The Financial Express

'The singer, not the song'

'The singer, not the song'

At times, there are books, publications, articles and films that don't make headlines. Creatives, ahead of their time, going against the then current thoughts in vogue come, go and are forgotten. Then as the brilliant divine creation-the human mind, ponders over an in-vogue perplexity, a breeze of reflection lifts the dust of a memory tucked away. 'The singer, not the song' was one of those wild-west movies that touched on a side aspect of life in those turbulent times. Dirk Bogarde played the role of a lawless gun wielder who somehow retained vestiges of humanity. Grudgingly befriending a new, young priest trying desperately to preach the gospel, Bogarde gives his life defending him against the fiercest of odds. He does so because of the difference the priest makes in the era when principles gave way to the gun. His last words, the title of the movie, reaffirmed that gospel or social norms only really make sense when the preacher lives up to what he says. In a world where convenience has become the hallmark, the Jeff Bezos', JackMasrise from unknowns to become pioneers of innovation are cases in example. Once they prove their point and can no longer take the caricature ignominy that business brings with it, they stand back to pursue that which they had kept hidden. Their thirst for making a real difference.

Amazon and Ali Baba shattered the traditional incremental concepts of business. Their newness was using technology to feed convenience; their business models were a combination of volume vs value cleverly juxtaposing renowned brands and newbies. Their platforms are today a concourse that can make or break any brand simply through the benefit of consumer satisfaction. Gradually, the platforms attracted the finer brands as a quicker disposal pot for overstock and inventory control. Discounting was a feature, carefully managed so as not to let profits slip too far.

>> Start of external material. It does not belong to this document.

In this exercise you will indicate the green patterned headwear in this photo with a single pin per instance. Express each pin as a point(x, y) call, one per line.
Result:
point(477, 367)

If anything sounds, looks or feels to be too good to be true, it probably isn't. That was lost on the countless consumers that were taken in by glitzy advertising, celebrity endorsements and high-profile sponsorship of government occasions and sports byeVally, eOrange and some others. Desperate for opportunities, especially to make it big overnight, unemployed or laid-off persons paid in advance for unbelievable 'deals'. Most haven't got the products ordered. They are unlikely to do so. Inadequate laws and an almost absence of accountability in regulatory approval means the perpetrators can't be forced to payback the ill-begotten proceeds, most of which have likely been siphoned off and carted out of the country.

eCommerce has been dealt a savage blow in its infancy with an erosion of consumer confidence. The relevant business associations are back-pedalling in trying to brave-face the calamity. Their argument that the relevant ministry has drag-footed the proposed eCommerce guidelines holds merit. Then again, why their members began business in the absence of such guidelines hasn't been explained. No one wants to take ownership of the debacle though the Finance Minister puts the blame on the Commerce Ministry. But when the Minister, Tipu Munshi wryly admits at having ordered and not got cattle for the sacrificial Eid occasion it's not too hard to guess where it's all heading. While all this goes on FoodPanda, conceived as a quick delivery online food channel has begun branching out into 'other products' ranging from masks to cosmetics and no doubt further. That commercial banks are encouraging sales of consumer goods against usage of plastic cards at discounts is another phenomenon in the unravelling saga. That's part of a negotiation between the bank and the selling entity. Chances are, any large purchase at shopping malls using cards puts an added 2.5% on the price. Another indicator that no one sells at a loss; they at best, take cuts in profit to enable roll-over of capital.

The biggest puzzler is how established companies and importers allowed their products to be sold on credit, that too at huge embedded cost. As it is, they provide commissions to established retail outlets. Yet, they have accepted bulk purchases of their products at massive discounts that have to be eating into costs thereby undermining the brand value. They too are red, both in face and bottom-line. The eValleys and eOranges of the world owe them plenty of money and don't have the cash. A lawyer has suggested the beneficiaries of the unholy operation cough up consumer and company dues. There's one small problem. No one seems to know where the money is.